A month latter, just before Christmas, there was a knock at the door. A young man stood at the door holding a package. He said, "Sir, you don't know me, but I am the soldier for whom your son gave his life. He saved many lives that day, and he was carrying me to safety when he was shot and killed. He often talked about you, and your love for art." The young man held out his package. "I'm not really a great artist, but I think your son would have wanted you to have this."

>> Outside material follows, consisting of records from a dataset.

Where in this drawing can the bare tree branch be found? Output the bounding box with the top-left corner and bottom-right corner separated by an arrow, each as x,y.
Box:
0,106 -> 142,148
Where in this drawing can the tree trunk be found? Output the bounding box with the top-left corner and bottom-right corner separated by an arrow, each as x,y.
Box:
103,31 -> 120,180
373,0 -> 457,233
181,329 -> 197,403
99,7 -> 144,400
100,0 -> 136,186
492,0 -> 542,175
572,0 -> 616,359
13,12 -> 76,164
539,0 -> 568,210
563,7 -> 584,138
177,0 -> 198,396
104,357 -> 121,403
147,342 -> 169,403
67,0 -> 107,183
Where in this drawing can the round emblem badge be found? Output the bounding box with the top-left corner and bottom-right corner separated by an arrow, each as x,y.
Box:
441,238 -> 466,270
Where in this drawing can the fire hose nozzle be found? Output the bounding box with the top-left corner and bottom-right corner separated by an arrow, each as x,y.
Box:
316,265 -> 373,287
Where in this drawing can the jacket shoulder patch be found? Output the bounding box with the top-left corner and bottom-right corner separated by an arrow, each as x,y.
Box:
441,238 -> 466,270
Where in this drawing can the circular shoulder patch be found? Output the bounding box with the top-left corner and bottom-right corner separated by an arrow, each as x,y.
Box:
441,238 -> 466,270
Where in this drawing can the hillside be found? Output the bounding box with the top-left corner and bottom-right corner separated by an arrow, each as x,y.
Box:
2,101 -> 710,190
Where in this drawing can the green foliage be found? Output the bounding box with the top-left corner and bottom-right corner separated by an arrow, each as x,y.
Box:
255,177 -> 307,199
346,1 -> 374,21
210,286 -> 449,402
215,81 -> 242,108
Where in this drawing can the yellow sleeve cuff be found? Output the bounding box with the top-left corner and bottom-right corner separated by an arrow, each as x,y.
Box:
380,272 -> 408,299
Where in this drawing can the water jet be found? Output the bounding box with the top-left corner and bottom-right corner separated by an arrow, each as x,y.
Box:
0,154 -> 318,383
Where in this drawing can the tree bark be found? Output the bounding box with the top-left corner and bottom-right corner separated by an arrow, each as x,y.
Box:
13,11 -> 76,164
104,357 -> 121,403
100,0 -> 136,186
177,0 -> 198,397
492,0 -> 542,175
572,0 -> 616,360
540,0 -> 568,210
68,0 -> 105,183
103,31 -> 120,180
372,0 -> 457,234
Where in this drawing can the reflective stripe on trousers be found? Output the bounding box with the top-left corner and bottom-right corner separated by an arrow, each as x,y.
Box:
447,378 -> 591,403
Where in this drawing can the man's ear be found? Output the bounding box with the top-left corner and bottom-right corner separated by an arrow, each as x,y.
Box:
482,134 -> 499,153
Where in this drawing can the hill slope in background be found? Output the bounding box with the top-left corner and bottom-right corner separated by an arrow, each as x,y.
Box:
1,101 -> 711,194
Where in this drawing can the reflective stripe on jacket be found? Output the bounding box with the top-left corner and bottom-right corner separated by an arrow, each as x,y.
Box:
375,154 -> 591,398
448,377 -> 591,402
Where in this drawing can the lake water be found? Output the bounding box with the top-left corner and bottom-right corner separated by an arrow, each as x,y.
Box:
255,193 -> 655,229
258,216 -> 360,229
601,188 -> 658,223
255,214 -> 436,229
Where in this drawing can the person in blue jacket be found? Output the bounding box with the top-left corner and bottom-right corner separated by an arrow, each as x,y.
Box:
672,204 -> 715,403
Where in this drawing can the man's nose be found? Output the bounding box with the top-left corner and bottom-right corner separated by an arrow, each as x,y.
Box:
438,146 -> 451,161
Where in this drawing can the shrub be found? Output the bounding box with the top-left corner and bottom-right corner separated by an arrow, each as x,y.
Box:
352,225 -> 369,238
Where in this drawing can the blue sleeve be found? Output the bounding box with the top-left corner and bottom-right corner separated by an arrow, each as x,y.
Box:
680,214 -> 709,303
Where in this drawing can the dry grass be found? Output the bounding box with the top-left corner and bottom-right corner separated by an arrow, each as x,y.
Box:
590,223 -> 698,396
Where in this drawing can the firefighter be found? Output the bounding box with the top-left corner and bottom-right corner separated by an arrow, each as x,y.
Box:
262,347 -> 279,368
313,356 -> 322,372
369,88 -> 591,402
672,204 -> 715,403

The father opened the package. It was portrait of his son, painted by the young man. He stared in awe at the way the soldier had captured the personality of his son in the painting. The father was so filled with emotion that his own eyes welled up with tears. He thanked the young man and offered to pay him for the picture. "Oh, no sir, I could never repay what your son did for me. It's a gift." The father hung the portrait over the mantle. Every time visitors came to his home he took them to see the portrait of his son before he showed them any of the other great works he had collected.
The man died a few months latter. A time and date was set to auction off his paintings. A who's who of influential people gathered, excited to see the great paintings and to have an opportunity to purchase one for their collection. The painting of the son was displayed on the platform. The auctioneer pounded his gavel. "We will start the bidding with this picture of the son. Who will bid for this picture?" There was silence. Then a voice in the back of the room shouted, "We want to see the famous paintings. Skip this one." But the auctioneer persisted. "Will someone bid for this painting? Who will start the bidding? $100, $200?" Another voice shouted angrily, "We didn't come to see this painting. We came to see the Van Goghs, the Rembrandts. Get on with the real art!" But still the auctioneer persisted, "The son! The son! Who'll take the son?"
Finally a voice came from the very back of the room. It was the longtime gardener of the man and his son. "I'll give $10 for the painting." Being a poor man, it was all he could afford.
"We have $10, who'll bid $20?"
"Give it to him for $10. Let's see the masters."
"$10 is the bid, won't someone bid $20?"
The crowd was becoming angry. They didn't want the picture of the son. They wanted more worthy investments for their collections. The auctioneer pounded the gavel. "Going once, twice, SOLD for $10!"
A man sitting on the second row shouted, "Now let's get on with the collection!" The auctioneer laid down his gavel. "I'm sorry, the auction is over."
"But what about the paintings?"
"I 'm sorry, when I was called to conduct this auction, I was informed of a stipulation in the will. I was not allowed to disclose that stipulation until now. Only the painting of the son would be auctioned. Whoever bought that painting would inherit the entire estate, including the paintings. The man who took the son gets it all!"
God gave His Son 2,000 years ago to die on a cruel cross. Much like the auctioneer, His message today is, "The Son, the Son, who'll take the Son?"
You see, whoever takes the Son gets everything!